Chers sénégalais, ne nous mentons pas : les entorses aux règles, l’impunité et les passe-droits font partie de notre ADN social. La fraude est permanente dans notre société (pour obtenir le permis de conduire, pour gagner un marché public, pour obtenir un papier administratif). La fraude à l’examen du Bac, qui existe depuis des décennies, n’est qu’un artefact de plus de ce mal qui nous ronge tous : l’absence de conscience républicaine. Nous sénégalais n’avons plus d’idéal commun, la société est fracturée en une multitude d’univers particuliers et peu, parmi nous, ont encore envie de respecter les règles en considérant qu’elles sont les mêmes pour tout le monde. Seules importent pour beaucoup d’entre nous la réussite matérielle, l’image et la gloire personnelles ou encore nos obédiences religieuses particulières (tarikha notamment). C’est parce que la République qui veut que nous soyons tous égaux en dignité et en droits n’existe plus dans nos esprits, qu’un professeur ou un responsable administratif ne s’interdit plus de vendre une épreuve officielle au plus offrant.
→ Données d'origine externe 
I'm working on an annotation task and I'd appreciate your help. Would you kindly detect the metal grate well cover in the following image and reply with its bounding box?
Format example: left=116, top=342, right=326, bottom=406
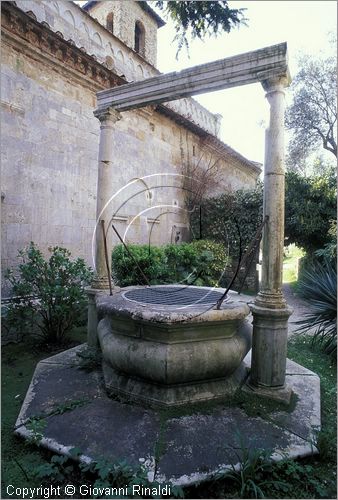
left=123, top=286, right=223, bottom=306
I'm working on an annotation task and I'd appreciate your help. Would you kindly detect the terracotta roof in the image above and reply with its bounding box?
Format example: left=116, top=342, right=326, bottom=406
left=82, top=0, right=165, bottom=28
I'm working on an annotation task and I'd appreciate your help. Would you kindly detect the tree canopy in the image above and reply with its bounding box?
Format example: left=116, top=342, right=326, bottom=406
left=286, top=51, right=337, bottom=168
left=155, top=0, right=246, bottom=53
left=285, top=171, right=337, bottom=253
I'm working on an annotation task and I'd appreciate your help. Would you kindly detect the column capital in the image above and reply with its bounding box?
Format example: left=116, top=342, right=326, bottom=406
left=261, top=74, right=291, bottom=95
left=94, top=108, right=121, bottom=123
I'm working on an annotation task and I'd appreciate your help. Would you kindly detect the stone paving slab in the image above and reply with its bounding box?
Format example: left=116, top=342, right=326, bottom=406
left=15, top=346, right=320, bottom=485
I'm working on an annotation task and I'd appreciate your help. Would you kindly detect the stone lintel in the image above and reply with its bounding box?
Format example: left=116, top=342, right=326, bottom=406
left=97, top=42, right=289, bottom=111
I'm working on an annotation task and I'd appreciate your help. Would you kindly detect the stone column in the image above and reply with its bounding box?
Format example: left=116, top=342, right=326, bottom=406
left=248, top=77, right=292, bottom=402
left=87, top=108, right=121, bottom=347
left=92, top=108, right=121, bottom=290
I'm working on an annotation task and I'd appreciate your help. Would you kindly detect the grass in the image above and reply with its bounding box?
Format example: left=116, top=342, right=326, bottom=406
left=1, top=328, right=86, bottom=498
left=1, top=324, right=336, bottom=499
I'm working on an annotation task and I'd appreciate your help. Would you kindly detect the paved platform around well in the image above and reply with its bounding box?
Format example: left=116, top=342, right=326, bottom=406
left=15, top=344, right=320, bottom=486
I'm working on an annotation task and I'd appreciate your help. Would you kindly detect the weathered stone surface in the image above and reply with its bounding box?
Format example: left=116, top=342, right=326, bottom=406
left=97, top=43, right=288, bottom=111
left=97, top=285, right=251, bottom=407
left=1, top=0, right=259, bottom=296
left=16, top=346, right=320, bottom=485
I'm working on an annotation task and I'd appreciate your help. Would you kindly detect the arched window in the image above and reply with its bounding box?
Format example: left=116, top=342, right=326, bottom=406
left=107, top=12, right=114, bottom=33
left=134, top=21, right=145, bottom=56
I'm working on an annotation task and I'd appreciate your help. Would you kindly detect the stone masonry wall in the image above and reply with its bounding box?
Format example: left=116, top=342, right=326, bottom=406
left=1, top=1, right=258, bottom=296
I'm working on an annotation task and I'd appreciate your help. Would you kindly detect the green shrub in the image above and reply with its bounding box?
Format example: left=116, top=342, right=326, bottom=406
left=6, top=242, right=92, bottom=344
left=112, top=240, right=229, bottom=286
left=190, top=184, right=263, bottom=258
left=297, top=261, right=337, bottom=359
left=112, top=245, right=165, bottom=286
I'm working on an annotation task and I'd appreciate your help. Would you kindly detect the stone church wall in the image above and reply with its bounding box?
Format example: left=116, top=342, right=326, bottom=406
left=90, top=1, right=158, bottom=66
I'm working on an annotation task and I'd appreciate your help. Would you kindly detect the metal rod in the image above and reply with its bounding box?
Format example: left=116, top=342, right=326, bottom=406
left=216, top=215, right=269, bottom=309
left=101, top=219, right=113, bottom=295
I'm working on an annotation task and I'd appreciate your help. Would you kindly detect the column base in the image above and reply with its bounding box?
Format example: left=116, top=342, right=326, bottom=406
left=242, top=378, right=293, bottom=405
left=250, top=301, right=292, bottom=390
left=91, top=276, right=115, bottom=293
left=255, top=290, right=287, bottom=309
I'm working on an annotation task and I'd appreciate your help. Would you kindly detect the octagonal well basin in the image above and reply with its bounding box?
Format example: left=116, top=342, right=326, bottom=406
left=98, top=285, right=251, bottom=406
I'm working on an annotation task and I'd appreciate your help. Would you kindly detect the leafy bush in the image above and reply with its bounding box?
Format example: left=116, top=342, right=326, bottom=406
left=297, top=261, right=337, bottom=359
left=112, top=245, right=164, bottom=286
left=6, top=242, right=92, bottom=344
left=112, top=240, right=229, bottom=286
left=285, top=172, right=337, bottom=253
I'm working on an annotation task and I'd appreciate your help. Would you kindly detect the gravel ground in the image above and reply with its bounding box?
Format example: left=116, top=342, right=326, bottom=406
left=283, top=283, right=309, bottom=335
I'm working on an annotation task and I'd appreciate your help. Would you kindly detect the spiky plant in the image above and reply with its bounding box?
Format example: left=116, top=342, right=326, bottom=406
left=297, top=260, right=337, bottom=359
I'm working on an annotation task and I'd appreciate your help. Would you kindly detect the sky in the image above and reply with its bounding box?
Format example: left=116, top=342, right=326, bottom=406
left=154, top=0, right=337, bottom=163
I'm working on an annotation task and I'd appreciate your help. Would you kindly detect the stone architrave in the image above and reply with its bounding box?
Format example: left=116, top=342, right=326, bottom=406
left=96, top=43, right=288, bottom=111
left=249, top=77, right=292, bottom=401
left=92, top=108, right=121, bottom=290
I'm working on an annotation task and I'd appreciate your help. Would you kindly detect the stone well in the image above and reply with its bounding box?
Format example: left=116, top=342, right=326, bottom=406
left=98, top=285, right=251, bottom=407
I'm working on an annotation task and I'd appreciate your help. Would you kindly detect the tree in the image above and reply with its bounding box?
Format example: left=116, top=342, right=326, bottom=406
left=286, top=52, right=337, bottom=169
left=155, top=0, right=246, bottom=53
left=285, top=172, right=337, bottom=253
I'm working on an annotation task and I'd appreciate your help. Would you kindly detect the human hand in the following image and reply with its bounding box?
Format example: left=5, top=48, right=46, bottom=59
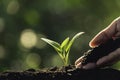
left=75, top=17, right=120, bottom=69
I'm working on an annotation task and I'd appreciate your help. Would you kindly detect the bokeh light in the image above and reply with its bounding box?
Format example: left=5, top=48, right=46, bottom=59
left=52, top=53, right=63, bottom=66
left=20, top=29, right=37, bottom=49
left=24, top=10, right=40, bottom=26
left=0, top=18, right=5, bottom=32
left=7, top=0, right=20, bottom=15
left=26, top=53, right=41, bottom=68
left=0, top=45, right=6, bottom=59
left=35, top=34, right=47, bottom=49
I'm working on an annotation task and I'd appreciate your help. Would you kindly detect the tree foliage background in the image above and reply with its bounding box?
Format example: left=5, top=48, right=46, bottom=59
left=0, top=0, right=120, bottom=71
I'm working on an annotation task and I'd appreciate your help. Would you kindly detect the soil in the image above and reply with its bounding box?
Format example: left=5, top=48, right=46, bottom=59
left=0, top=39, right=120, bottom=80
left=0, top=66, right=120, bottom=80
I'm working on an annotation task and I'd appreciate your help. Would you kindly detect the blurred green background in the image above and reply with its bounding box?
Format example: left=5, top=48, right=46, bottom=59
left=0, top=0, right=120, bottom=71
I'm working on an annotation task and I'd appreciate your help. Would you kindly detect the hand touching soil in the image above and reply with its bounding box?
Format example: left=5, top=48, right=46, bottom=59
left=75, top=17, right=120, bottom=69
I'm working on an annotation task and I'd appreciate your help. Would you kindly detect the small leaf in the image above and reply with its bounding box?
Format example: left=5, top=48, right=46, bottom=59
left=61, top=37, right=69, bottom=48
left=41, top=38, right=61, bottom=52
left=66, top=32, right=84, bottom=52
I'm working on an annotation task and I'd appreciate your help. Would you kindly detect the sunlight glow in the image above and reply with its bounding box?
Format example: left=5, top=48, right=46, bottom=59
left=7, top=0, right=20, bottom=14
left=20, top=29, right=37, bottom=49
left=0, top=45, right=5, bottom=59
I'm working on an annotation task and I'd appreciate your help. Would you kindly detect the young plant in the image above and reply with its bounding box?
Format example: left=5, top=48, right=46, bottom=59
left=41, top=32, right=84, bottom=66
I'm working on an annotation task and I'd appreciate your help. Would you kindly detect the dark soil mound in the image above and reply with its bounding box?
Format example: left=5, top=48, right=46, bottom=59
left=0, top=39, right=120, bottom=80
left=0, top=66, right=120, bottom=80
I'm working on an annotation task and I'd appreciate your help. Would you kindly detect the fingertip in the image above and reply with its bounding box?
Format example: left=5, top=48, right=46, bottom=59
left=89, top=40, right=98, bottom=48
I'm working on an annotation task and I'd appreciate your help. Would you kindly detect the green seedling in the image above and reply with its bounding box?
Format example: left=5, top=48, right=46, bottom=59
left=41, top=32, right=84, bottom=66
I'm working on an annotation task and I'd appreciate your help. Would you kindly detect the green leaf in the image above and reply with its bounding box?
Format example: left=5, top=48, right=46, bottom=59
left=41, top=38, right=61, bottom=52
left=66, top=32, right=84, bottom=52
left=61, top=37, right=69, bottom=48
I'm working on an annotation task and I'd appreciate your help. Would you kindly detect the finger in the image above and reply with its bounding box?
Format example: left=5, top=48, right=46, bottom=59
left=96, top=48, right=120, bottom=66
left=89, top=17, right=120, bottom=47
left=75, top=56, right=84, bottom=65
left=82, top=63, right=96, bottom=69
left=75, top=62, right=82, bottom=68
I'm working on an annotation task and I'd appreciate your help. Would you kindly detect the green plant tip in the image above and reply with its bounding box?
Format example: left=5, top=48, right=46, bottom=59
left=41, top=32, right=84, bottom=66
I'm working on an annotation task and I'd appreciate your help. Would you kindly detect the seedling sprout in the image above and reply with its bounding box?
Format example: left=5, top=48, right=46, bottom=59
left=41, top=32, right=84, bottom=66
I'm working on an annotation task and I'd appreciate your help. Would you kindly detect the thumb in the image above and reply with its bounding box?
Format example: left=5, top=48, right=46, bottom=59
left=89, top=17, right=120, bottom=48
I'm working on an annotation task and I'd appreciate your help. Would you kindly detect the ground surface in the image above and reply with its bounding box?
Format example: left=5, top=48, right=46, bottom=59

C’est parce que les puissants et leurs enfants se sentent intouchables que beaucoup n’estiment même plus nécessaire de faire les efforts qu’il faut : le jour-J, leur argent leur permettra, à l’examen Bac ou dans un commissariat, de s’en sortir. Les autres eux, se débrouilleront sans, ou feront comme eux.
Le mal de notre société est profond. Les réseaux sociaux et les nombreux médias ne font que nous révéler sous un éclat aveuglant cette face hideuse de nous-mêmes. Des dirigeants s’accaparant illicitement des terres du domaine public ou distribuant de l’argent public à leurs militants, aux hommes d’affaires qui sollicitent leur marabout pour que ce dernier effectue des interventions au plus haut niveau de l’administration douanière ou judiciaire, en passant par chacun d’entre nous au quotidien, presque tout le monde foule au pied cet idéal noble qui voudrait que nous soyons tous égaux devant la loi, devant la justice, devant la copie de l’examen. L’analyse particulière des dysfonctionnements ayant mené à ces fuites des épreuves du Bac est certes à faire, des responsabilités sont à situer, des sanctions à prendre et des mesures à adopter. Mais ce ne sont pas les indignations répétitives qui changeront ce pays et qui minimiseront les risques de fraude. Chacun doit, dans l’îlot de solitude que constitue sa conscience, faire un examen objectif de la situation déplorable dans laquelle se trouve notre société.
Posons nous ces questions : Pourquoi alors que nous parlons tout le temps de vertu, ne sommes nous pas vertueux ? Pourquoi notre classe politique devient kleptocratique dès qu’elle arrive au pouvoir ? Pourquoi le peuple, donc nous, est amorphe malgré les scandales, indiscipliné et laxiste ? Ces interrogations méritent réponse(s). A l’issue de cet examen de conscience, chacun doit s’imposer le respect des règles collectives et résister à cette vague d’autodestruction qui traverse notre société. Personne n’est parfait, mais essayons, chacun et chacune d’être ces personnes vertueuses que nous réclamons tant chez les autres. Ensuite, et c’est la conviction que je répète depuis des années, l’engagement est nécessaire. L’individualisme ne mène à rien et n’irradie pas positivement les autres. C’est par l’altruisme et surtout l’exemplarité (en politique, dans les associations etc) que nous donnerons une chance aux jeunes qui constituent la majorité de cette société de pouvoir changer d’état d’esprit, de devenir des adultes soucieux du bien commun, ayant une éthique personnelle forte et qui ne seront pas (ou peu) tentés par l’achat ou la vente d’épreuves. Il nous faut une infinité de sursauts individuels, un engagement collectif fort et une exemplarité sans faille par rapport au bien commun de ceux qui dirigent. Ceci afin que nous puissions bâtir une république avec des citoyens qui se sentiront égaux devant la loi et les épreuves, s’interdisant ainsi le plus possible la fraude et l’entorse aux règles collectives. C’est bien cela le véritable défi que le Sénégal et les sénégalais doivent relever : bâtir une vraie République.